The ADB alleged Barnett intimidated the witness in the federal criminal proceeding by telling the witness he risked assassination if he testified in the case against Barnett's client, describing to the witness how his testimony would be transcribed and distributed throughout the local community.

That's all bad for this Motor City original. He cannot represent clients and earn money as a lawyer for three years. At least he did not lose his law license with a disbarment, which was considered by the ADB. Avoiding disbarment is important because, to earn a law license back, the disbarred attorney must pass the bar exam.

We wish Mr. Barnett well in the upcoming years and wonder weather he will just retire, or whether we will see him in a court room down the road.


Thursday, October 1, 2015

Motor City Original: White Boy Rick

While in law school in Detroit in the mid-1980s, I remember following the "White Boy Rick" saga.  The case involved kilos of cocaine and a young white kid, Richard Wershe, Jr., once a flashy Detroit upstart drug dealer and man about town, turned big-league informant for the Detroit Police Department, FBI and DEA.

Wershe is believed to be the lone convict still incarcerated from the 1980s-era draconian drug laws. Back in those days, former Governor John Engler spearheaded a legislative initiative called the "drug lifer law".

If you were convicted of manufacturing and delivery of more than 650 grams of cocaine in the mid-80s, you faced a life sentence without parole. All persons convicted under that now-overturned sentencing statute have either died or have been released.

Yet here is Wershe, 28-years later, plodding through his various long-shot appeals. His case is unique to the extent that he was sentenced to life, with the possibility of parole. Earlier this week, the Michigan Court of Appeals snuffed out the ray of hope cast upon Wershe by the Wayne County Circuit Court when it granted his motion for re-sentencing.

The Court of Appeals reversed that ruling on Monday via procedural grounds. Unlikely that the Michigan Supreme Court will even take his case, Wershe must now await another round with the parole board in 2017.

A long-serving convict like Wershe usually grinds through the state court appellate process during the first five-years of incarceration. Once all state remedies have been exhausted, the defendant can then turn to federal court via a petition for habeas corpus.

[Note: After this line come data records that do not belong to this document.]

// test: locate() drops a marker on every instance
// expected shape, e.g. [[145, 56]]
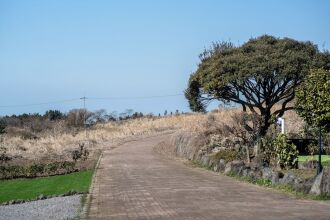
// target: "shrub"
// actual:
[[287, 154], [4, 158], [227, 155], [81, 153]]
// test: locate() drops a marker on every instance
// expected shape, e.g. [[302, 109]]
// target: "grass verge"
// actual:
[[29, 189], [287, 189]]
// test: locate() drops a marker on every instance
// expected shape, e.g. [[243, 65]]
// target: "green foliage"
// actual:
[[54, 115], [287, 154], [3, 126], [55, 185], [257, 75], [227, 155], [313, 99], [4, 157], [34, 170], [312, 149]]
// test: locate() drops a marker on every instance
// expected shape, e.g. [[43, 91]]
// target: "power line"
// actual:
[[36, 104], [90, 98], [136, 97]]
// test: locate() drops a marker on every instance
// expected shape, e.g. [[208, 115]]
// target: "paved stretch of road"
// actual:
[[134, 182]]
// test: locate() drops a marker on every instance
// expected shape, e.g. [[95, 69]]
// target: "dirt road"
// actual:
[[134, 182]]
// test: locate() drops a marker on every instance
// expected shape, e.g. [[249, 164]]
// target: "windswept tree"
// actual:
[[258, 75]]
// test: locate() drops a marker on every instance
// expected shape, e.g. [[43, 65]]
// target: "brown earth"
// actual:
[[135, 182]]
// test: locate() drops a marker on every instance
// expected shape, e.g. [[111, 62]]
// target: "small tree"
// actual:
[[313, 99]]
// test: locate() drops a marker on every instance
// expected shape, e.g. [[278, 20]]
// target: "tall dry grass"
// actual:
[[57, 143]]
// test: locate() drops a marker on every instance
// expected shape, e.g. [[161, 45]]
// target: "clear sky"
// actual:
[[59, 50]]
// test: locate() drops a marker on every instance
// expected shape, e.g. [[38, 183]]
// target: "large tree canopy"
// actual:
[[313, 99], [257, 75]]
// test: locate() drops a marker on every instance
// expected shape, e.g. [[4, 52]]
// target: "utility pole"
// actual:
[[85, 111], [319, 165]]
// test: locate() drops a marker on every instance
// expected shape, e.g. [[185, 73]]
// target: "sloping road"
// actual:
[[134, 182]]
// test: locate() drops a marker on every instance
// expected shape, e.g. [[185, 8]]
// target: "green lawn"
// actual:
[[325, 159], [54, 185]]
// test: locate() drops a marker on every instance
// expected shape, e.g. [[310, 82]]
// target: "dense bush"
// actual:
[[287, 154]]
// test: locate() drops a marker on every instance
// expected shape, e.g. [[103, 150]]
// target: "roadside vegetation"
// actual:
[[19, 190]]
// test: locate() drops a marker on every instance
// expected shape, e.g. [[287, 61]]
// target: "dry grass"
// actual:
[[59, 144]]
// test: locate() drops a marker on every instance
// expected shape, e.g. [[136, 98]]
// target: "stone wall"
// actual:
[[196, 147]]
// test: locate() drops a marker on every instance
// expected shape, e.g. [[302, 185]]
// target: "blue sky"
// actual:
[[59, 50]]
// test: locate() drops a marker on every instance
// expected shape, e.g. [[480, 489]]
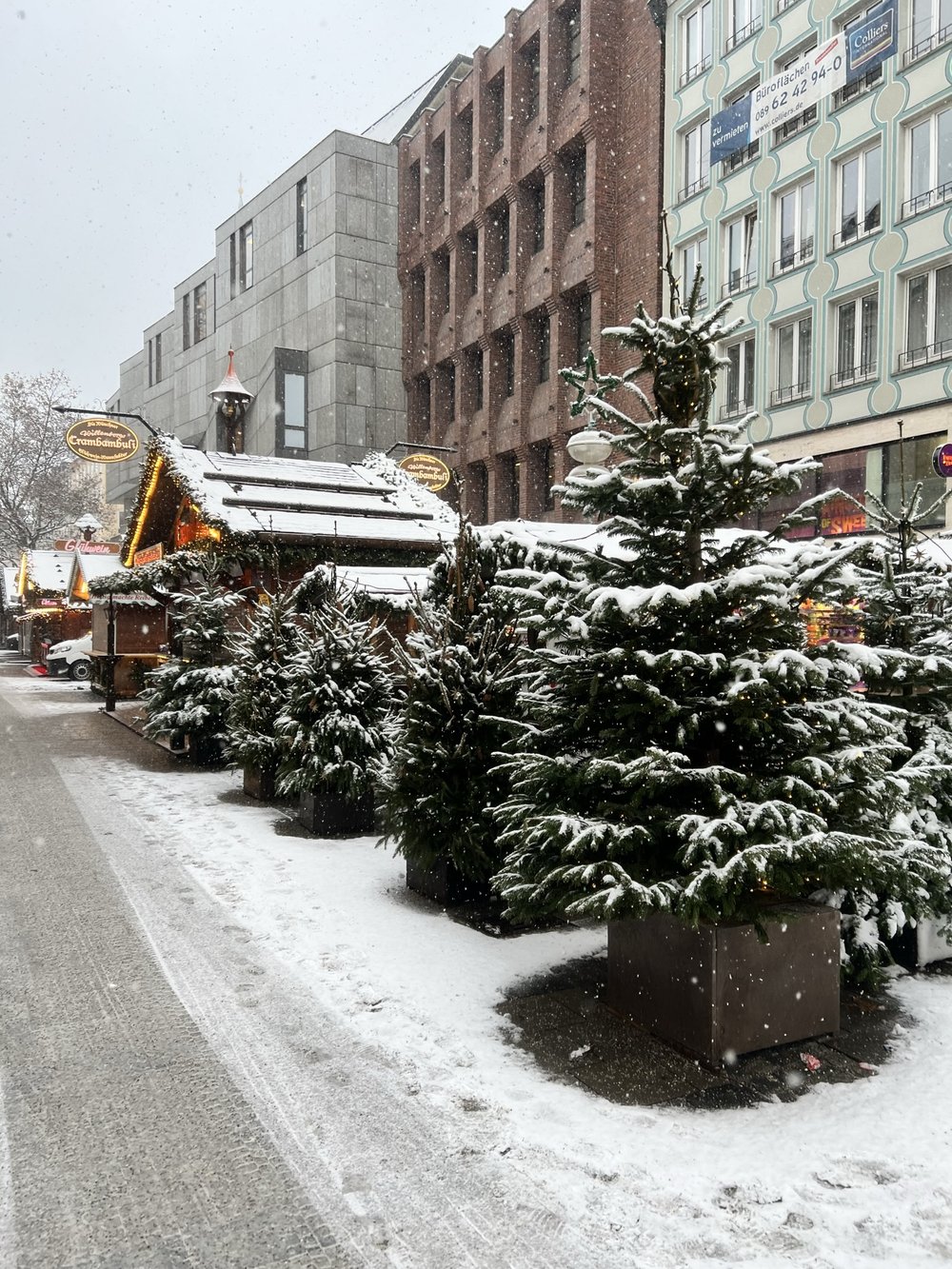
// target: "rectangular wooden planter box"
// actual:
[[445, 883], [335, 816], [719, 990], [258, 782]]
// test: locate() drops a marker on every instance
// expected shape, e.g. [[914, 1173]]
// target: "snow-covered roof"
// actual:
[[49, 570], [292, 498]]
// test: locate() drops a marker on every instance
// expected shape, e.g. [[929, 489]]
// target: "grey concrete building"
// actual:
[[304, 287]]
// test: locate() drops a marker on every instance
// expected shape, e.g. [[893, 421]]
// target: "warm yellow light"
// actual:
[[144, 513]]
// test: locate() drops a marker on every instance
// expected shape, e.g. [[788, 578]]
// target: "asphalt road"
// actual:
[[169, 1094]]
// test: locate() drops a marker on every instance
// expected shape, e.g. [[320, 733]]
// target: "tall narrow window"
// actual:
[[929, 165], [537, 216], [741, 377], [246, 256], [583, 327], [301, 216], [464, 140], [794, 361], [495, 113], [291, 400], [696, 152], [693, 255], [929, 317], [860, 195], [545, 347], [438, 167], [532, 69], [742, 252], [856, 340], [573, 43], [697, 42], [200, 312], [577, 188], [796, 209]]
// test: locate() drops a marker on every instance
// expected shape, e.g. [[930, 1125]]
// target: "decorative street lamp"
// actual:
[[232, 400], [589, 448]]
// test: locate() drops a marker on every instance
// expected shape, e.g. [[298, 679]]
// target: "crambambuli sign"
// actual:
[[102, 441]]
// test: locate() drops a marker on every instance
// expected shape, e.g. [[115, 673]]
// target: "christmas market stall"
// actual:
[[44, 587]]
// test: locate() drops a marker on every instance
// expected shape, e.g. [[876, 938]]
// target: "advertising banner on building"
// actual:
[[813, 77]]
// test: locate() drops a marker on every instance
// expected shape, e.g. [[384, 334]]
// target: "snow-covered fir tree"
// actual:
[[335, 727], [687, 750], [457, 711], [190, 692], [904, 578], [262, 654]]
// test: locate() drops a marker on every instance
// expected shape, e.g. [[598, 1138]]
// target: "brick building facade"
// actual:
[[529, 203]]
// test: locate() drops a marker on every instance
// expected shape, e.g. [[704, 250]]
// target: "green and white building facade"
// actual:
[[828, 224]]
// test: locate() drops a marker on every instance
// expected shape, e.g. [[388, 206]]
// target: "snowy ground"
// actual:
[[847, 1176]]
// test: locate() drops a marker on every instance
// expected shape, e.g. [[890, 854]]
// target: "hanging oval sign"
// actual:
[[102, 441], [942, 461], [428, 469]]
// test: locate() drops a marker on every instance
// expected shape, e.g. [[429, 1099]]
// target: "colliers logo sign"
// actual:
[[102, 441]]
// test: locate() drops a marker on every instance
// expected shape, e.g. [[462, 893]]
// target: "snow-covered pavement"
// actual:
[[361, 1025]]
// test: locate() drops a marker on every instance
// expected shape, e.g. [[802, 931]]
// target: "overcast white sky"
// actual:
[[125, 127]]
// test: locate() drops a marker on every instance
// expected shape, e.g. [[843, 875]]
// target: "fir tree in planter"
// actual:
[[188, 697], [263, 655], [337, 726], [460, 698], [688, 754]]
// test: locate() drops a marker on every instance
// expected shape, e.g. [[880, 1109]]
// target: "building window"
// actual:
[[289, 400], [806, 117], [693, 256], [929, 149], [860, 190], [495, 113], [856, 342], [753, 149], [697, 42], [745, 22], [545, 347], [928, 317], [583, 327], [438, 167], [795, 218], [577, 171], [739, 378], [537, 216], [246, 256], [464, 140], [301, 205], [503, 229], [863, 83], [932, 26], [470, 260], [573, 43], [532, 69], [794, 361], [200, 312], [696, 151], [741, 245], [506, 359], [413, 193]]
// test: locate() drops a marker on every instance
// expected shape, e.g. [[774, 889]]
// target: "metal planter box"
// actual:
[[335, 816], [719, 989]]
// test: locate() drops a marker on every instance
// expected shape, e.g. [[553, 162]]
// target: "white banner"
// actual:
[[817, 75]]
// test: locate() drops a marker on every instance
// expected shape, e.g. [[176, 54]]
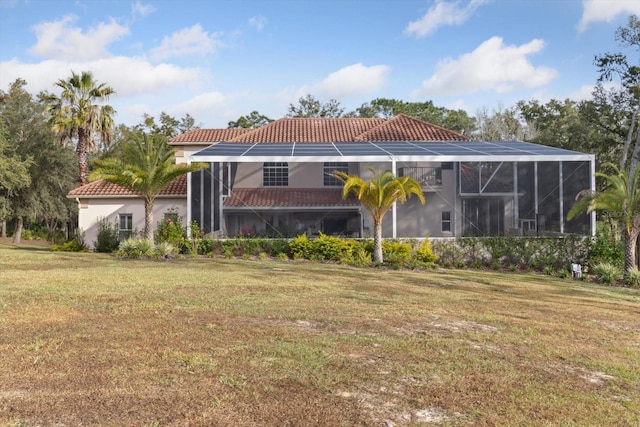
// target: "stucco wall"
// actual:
[[91, 210]]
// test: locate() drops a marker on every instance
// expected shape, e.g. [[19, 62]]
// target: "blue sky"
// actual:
[[220, 59]]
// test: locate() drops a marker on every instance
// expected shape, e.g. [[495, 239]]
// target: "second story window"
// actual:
[[275, 174], [328, 168], [125, 226]]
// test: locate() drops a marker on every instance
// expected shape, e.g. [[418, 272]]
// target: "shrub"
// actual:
[[633, 277], [360, 257], [330, 248], [607, 245], [607, 273], [165, 250], [107, 236], [76, 244], [396, 253], [448, 253], [136, 248], [300, 247], [171, 230], [424, 253]]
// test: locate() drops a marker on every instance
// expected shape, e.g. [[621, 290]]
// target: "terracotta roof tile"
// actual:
[[310, 130], [103, 188], [288, 197], [405, 128], [207, 136]]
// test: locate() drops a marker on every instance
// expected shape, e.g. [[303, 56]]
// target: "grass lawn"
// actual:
[[88, 339]]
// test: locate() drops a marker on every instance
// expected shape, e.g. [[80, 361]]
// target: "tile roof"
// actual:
[[288, 197], [405, 128], [398, 128], [310, 130], [207, 136], [107, 189]]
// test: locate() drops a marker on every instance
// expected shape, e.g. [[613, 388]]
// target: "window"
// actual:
[[328, 168], [275, 174], [173, 216], [446, 221], [125, 226]]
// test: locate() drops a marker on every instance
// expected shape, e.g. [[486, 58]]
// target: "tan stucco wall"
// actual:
[[91, 210]]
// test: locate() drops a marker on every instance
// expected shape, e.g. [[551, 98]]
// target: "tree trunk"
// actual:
[[377, 242], [630, 237], [81, 151], [148, 219], [18, 232]]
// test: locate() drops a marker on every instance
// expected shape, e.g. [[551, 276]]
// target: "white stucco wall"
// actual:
[[93, 209]]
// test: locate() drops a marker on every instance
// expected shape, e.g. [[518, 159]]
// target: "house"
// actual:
[[276, 180]]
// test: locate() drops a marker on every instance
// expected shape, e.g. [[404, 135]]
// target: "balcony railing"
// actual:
[[429, 178]]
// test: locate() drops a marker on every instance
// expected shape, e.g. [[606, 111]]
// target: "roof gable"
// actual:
[[207, 136], [325, 129], [310, 130], [103, 188], [405, 128]]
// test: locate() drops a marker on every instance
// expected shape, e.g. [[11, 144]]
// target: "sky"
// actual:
[[218, 60]]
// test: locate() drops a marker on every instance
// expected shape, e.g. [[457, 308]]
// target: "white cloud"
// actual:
[[201, 104], [139, 9], [491, 66], [442, 13], [352, 80], [115, 71], [258, 22], [605, 10], [61, 41], [186, 42]]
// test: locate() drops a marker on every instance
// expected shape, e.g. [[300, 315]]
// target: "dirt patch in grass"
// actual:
[[87, 339]]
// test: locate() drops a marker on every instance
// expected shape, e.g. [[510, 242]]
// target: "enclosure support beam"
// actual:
[[561, 195], [535, 193], [516, 208], [394, 233], [592, 164]]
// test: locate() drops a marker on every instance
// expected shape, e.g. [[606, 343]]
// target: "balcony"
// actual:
[[430, 179]]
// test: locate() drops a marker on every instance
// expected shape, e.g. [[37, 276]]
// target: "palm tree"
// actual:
[[76, 115], [621, 199], [378, 196], [147, 166]]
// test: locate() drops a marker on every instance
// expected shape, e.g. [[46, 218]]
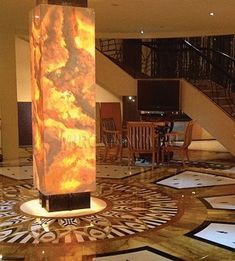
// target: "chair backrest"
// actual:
[[108, 124], [109, 132], [188, 134], [141, 136]]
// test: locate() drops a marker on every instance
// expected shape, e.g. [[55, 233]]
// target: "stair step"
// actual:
[[228, 105]]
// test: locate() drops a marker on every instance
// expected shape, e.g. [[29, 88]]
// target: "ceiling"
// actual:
[[126, 18]]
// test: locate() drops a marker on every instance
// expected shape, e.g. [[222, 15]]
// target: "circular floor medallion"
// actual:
[[34, 208]]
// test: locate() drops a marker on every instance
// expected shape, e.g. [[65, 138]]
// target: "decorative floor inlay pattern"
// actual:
[[206, 165], [136, 254], [18, 173], [193, 179], [220, 202], [133, 210], [218, 233], [118, 171]]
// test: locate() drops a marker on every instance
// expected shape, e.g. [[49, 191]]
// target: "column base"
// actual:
[[62, 202]]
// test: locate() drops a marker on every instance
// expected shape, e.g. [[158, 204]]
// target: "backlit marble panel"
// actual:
[[63, 99]]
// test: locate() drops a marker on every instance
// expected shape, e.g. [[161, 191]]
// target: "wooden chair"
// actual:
[[172, 146], [112, 139], [142, 139]]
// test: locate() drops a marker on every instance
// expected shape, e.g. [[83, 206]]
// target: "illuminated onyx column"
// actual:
[[63, 104]]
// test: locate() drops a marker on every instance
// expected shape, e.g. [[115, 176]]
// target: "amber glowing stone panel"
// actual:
[[62, 43]]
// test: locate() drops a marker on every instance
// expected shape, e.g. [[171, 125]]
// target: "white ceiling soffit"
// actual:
[[163, 18], [127, 18]]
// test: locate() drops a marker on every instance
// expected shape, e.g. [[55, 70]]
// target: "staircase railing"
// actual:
[[198, 65], [214, 81]]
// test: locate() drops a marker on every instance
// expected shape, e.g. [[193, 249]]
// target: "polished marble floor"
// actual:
[[143, 219]]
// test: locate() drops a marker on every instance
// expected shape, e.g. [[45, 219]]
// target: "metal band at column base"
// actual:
[[63, 202]]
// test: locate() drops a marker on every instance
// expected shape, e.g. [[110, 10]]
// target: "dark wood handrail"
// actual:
[[200, 53]]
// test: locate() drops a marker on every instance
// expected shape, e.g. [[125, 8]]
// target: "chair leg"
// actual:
[[129, 160], [153, 160], [105, 154], [121, 150], [162, 154], [187, 154]]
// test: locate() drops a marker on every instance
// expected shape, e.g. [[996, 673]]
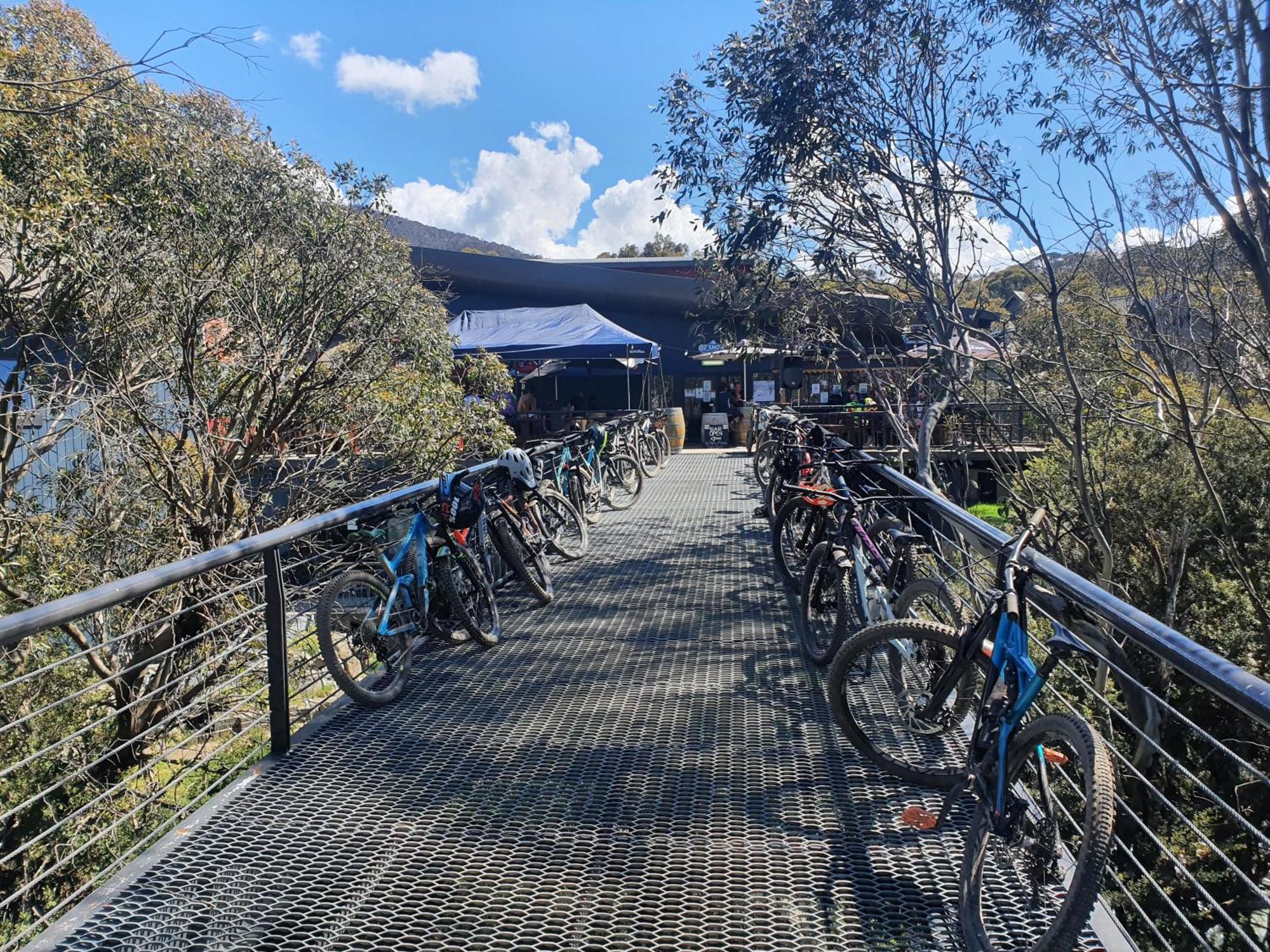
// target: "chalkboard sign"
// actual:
[[714, 430]]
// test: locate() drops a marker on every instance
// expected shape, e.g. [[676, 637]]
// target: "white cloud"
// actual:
[[308, 48], [624, 215], [533, 196], [441, 79], [1141, 235]]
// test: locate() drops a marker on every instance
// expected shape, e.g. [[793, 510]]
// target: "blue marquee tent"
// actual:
[[570, 333]]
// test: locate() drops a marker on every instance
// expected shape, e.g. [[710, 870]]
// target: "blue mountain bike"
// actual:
[[954, 710], [366, 623]]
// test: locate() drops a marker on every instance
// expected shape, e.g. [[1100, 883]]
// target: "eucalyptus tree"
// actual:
[[829, 150], [219, 337]]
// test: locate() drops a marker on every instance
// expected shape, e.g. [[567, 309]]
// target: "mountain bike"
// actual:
[[520, 535], [657, 432], [855, 574], [565, 527], [600, 478], [953, 710], [629, 439], [366, 623]]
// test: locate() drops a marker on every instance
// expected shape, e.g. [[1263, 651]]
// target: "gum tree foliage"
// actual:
[[845, 147], [204, 334], [830, 152]]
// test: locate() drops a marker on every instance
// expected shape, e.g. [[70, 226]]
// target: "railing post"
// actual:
[[276, 648]]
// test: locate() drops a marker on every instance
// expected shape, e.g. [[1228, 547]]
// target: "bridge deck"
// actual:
[[646, 765]]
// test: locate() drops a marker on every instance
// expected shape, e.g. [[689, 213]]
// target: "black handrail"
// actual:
[[21, 625], [1225, 678]]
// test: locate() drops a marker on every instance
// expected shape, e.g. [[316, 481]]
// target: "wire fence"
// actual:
[[126, 709], [1189, 734]]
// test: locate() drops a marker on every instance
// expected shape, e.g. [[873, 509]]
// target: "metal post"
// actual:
[[276, 649]]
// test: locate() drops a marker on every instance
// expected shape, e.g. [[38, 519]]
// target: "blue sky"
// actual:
[[594, 67], [528, 124]]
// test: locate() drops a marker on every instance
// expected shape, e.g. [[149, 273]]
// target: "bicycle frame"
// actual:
[[1013, 671], [418, 534]]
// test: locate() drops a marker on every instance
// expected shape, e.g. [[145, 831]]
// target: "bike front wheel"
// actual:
[[370, 668], [623, 482], [525, 563], [1048, 856], [565, 526], [881, 690], [471, 597]]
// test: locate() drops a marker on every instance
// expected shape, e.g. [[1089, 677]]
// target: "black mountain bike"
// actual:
[[956, 710]]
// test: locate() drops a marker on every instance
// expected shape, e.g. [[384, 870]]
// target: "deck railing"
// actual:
[[1189, 733], [128, 708]]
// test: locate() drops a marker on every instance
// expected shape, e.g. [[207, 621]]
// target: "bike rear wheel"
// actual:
[[799, 527], [933, 601], [472, 600], [1061, 785], [821, 606], [369, 668], [664, 447], [623, 480], [565, 526], [528, 565], [582, 497], [882, 680], [648, 459], [765, 459]]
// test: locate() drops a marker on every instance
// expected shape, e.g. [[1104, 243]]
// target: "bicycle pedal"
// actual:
[[919, 818]]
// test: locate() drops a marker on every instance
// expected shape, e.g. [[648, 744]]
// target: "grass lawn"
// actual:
[[994, 515]]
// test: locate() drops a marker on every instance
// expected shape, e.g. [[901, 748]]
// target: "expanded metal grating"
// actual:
[[645, 765]]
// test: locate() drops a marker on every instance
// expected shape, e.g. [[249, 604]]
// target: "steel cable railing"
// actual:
[[128, 708], [1191, 864]]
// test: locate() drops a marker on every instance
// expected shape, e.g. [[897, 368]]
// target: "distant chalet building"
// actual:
[[660, 299]]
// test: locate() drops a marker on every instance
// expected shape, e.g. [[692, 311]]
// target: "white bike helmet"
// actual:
[[518, 463]]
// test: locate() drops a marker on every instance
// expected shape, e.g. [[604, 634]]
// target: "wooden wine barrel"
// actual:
[[675, 428]]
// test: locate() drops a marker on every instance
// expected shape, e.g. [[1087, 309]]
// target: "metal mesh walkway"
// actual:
[[645, 765]]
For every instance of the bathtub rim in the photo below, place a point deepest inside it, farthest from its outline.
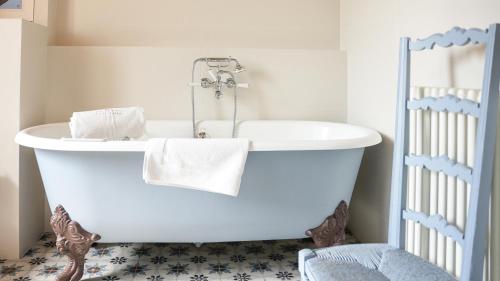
(28, 139)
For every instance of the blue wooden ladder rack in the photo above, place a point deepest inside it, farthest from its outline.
(480, 177)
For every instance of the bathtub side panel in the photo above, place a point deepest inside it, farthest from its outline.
(282, 195)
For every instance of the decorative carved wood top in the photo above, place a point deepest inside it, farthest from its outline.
(456, 36)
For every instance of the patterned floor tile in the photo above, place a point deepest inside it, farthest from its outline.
(233, 261)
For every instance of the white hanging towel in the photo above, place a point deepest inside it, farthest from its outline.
(213, 165)
(108, 124)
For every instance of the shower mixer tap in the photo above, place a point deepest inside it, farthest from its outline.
(221, 75)
(217, 82)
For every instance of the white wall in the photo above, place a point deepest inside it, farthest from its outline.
(22, 70)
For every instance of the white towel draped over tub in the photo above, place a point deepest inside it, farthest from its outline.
(213, 165)
(108, 124)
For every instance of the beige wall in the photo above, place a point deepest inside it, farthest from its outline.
(369, 34)
(10, 54)
(284, 84)
(22, 54)
(192, 23)
(32, 97)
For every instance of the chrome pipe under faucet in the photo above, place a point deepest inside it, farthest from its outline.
(222, 75)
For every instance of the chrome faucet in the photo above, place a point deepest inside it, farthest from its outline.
(222, 73)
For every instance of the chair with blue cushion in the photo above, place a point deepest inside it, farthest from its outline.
(390, 261)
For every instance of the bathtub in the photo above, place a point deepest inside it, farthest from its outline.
(296, 174)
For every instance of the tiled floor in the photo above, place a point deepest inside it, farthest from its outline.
(245, 261)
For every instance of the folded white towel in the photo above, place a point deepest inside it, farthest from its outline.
(109, 124)
(213, 165)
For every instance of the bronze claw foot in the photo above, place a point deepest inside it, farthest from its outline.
(332, 231)
(72, 240)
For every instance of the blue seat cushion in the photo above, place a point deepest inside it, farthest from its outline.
(399, 265)
(328, 270)
(368, 255)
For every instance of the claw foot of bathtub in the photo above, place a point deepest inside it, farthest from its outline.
(332, 231)
(73, 241)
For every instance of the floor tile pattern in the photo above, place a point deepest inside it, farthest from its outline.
(236, 261)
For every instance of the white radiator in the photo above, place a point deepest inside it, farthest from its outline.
(451, 134)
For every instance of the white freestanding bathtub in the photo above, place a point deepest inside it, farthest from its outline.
(296, 174)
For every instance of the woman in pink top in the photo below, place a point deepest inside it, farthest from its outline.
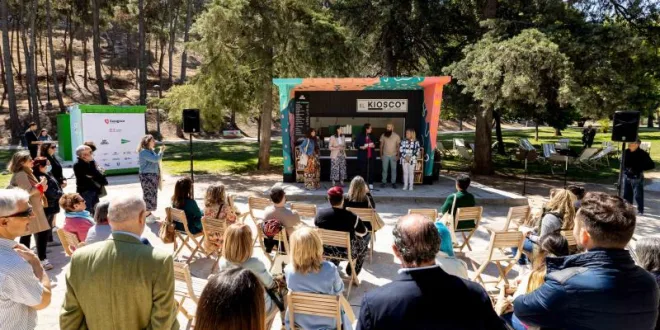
(77, 219)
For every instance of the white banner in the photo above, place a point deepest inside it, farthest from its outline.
(116, 136)
(382, 105)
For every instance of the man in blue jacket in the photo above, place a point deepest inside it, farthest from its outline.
(601, 288)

In the past six months, Wershe has been in the news again for the attempts being made by his appellate lawyers to spring him from the Michigan Department of Corrections. For what he did wrong, it does certainly seem like Wershe paid his debt long long ago.

His cause is amplified by the fact that he is a "one-of-a-kind" inmate. As the longest serving Michigan inmate, White Boy Rick is our Motor City Original this month.